Boost::split is broken
02 Jul 2024 - John Z. Li
Several days ago, I was bitten by this weird behavior of boost::split
: if the
input string is empty, it puts an empty string into the output vector with the
following code.
std::vector<std::string> result;
boost::split(result, "", boost::is_any_of(","), boost::algorithm::token_compress_on);
assert(result.size() == 1u);
This is really bad because it violates the Null-to-Null correspondence, which is
a term coined by me to express the idea that for algorithms like split
, the expected
behavior by most programmers, I believe, should always be mapping an set to an empty
set. Ironically, the boost documentation falsely claims that “This function is equivalent to C strtok”,
but strtok
does not have this problem.
If one looks more closely, boost::split
is actually broken in more than one way.
- First, it potentially triggers a lot of memory allocations.
If a
vector<string>
is used as the output parameter as the example in the begining, Each string of the vector will likely trigger a memory allocation, as well as the vector itself. If avector<iterator_range>
, only the vector itself will be allocated. Interestingly, the vector allocation can not even be save by callingreserve
on the vector, because insideboost::split
, a new vector is allocated and then swapped with the passed-in vector. - Second,
token_compress_on
should be the default. Empty tokens are seldom what one needs. Many realworld input data might contain redundant sperators. - Third,
boost::split
splits aggressively, meaning it splits the whole input string all at once. For potentially very long input strings, this is usually not what one wants, as “stop at the first error” is a commonly used strategy when doing tokenization.
On the other hand, if we check strtok
in C’s standard library, it has none of this
issues:
- If the input string is an empty string (a null pointer in C), the returned string is guaranteed to be empty.
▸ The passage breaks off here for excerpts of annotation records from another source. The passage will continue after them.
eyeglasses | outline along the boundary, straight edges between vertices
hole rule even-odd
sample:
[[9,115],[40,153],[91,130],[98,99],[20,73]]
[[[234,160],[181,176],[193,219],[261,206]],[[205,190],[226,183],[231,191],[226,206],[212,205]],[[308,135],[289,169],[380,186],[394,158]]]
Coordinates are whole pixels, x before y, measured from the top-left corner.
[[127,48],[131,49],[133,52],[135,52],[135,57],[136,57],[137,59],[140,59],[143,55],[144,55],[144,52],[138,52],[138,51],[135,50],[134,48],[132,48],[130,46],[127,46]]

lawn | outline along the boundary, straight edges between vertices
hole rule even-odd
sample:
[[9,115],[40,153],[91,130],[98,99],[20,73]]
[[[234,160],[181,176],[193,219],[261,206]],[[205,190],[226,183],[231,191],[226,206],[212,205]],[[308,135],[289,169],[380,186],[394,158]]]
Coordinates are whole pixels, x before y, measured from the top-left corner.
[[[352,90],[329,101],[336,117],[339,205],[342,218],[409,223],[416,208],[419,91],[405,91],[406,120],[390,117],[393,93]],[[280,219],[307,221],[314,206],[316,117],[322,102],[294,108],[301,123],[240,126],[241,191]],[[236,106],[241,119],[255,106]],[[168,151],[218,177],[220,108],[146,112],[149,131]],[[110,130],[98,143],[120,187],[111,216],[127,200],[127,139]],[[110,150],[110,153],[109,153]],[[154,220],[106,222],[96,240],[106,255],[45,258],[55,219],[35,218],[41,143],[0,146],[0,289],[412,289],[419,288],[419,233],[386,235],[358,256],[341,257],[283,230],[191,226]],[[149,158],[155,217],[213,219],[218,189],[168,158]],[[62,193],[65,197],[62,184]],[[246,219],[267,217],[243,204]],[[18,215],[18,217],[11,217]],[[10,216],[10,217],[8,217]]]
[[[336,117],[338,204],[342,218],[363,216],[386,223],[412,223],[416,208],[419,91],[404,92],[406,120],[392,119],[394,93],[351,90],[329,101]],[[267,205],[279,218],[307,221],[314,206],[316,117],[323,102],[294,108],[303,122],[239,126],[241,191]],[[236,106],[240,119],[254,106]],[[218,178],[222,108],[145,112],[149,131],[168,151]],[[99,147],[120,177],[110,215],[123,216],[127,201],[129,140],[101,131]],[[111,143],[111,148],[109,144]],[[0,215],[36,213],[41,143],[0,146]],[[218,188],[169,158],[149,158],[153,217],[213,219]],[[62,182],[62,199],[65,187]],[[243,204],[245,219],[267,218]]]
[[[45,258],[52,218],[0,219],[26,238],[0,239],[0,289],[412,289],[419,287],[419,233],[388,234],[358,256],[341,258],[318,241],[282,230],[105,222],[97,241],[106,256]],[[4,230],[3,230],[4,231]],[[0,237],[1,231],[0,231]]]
The Null-to-Null correspondence is preserved.
- It ignores consecutive seperators, in
boost
terms,token_compress_on
is the default behavior. Actually, it is the only behavior, which I think makes sense. - It does its job lazily, calling the function again, you gets the next token. You can stop at any step as soon as you found an error in a token.
- It does not allocate inside. If the caller wants to copy a token, the can always do it explicitly.
There are, though, drawbacks of strtok
:
- It is not thread safe because each call of the function updates a static variable. (This, obviously can be fixed by using a thread local variable instead. Not sure why this has not been done.)
- It is destructive. It writes
\0
characters in the input string. This is unfortunate because a pointer-size pair could be returned instead. The design constraint that leads to this is that C strings must be null terminated.
Lesson learnt: a function with the signature
std::string_view strtok(std::string_view str, std::string_view)
with the semantic
of C’s strtok
utilizing a function scope thread local variable to store str
, is
both clearer and more efficient than boost::split
.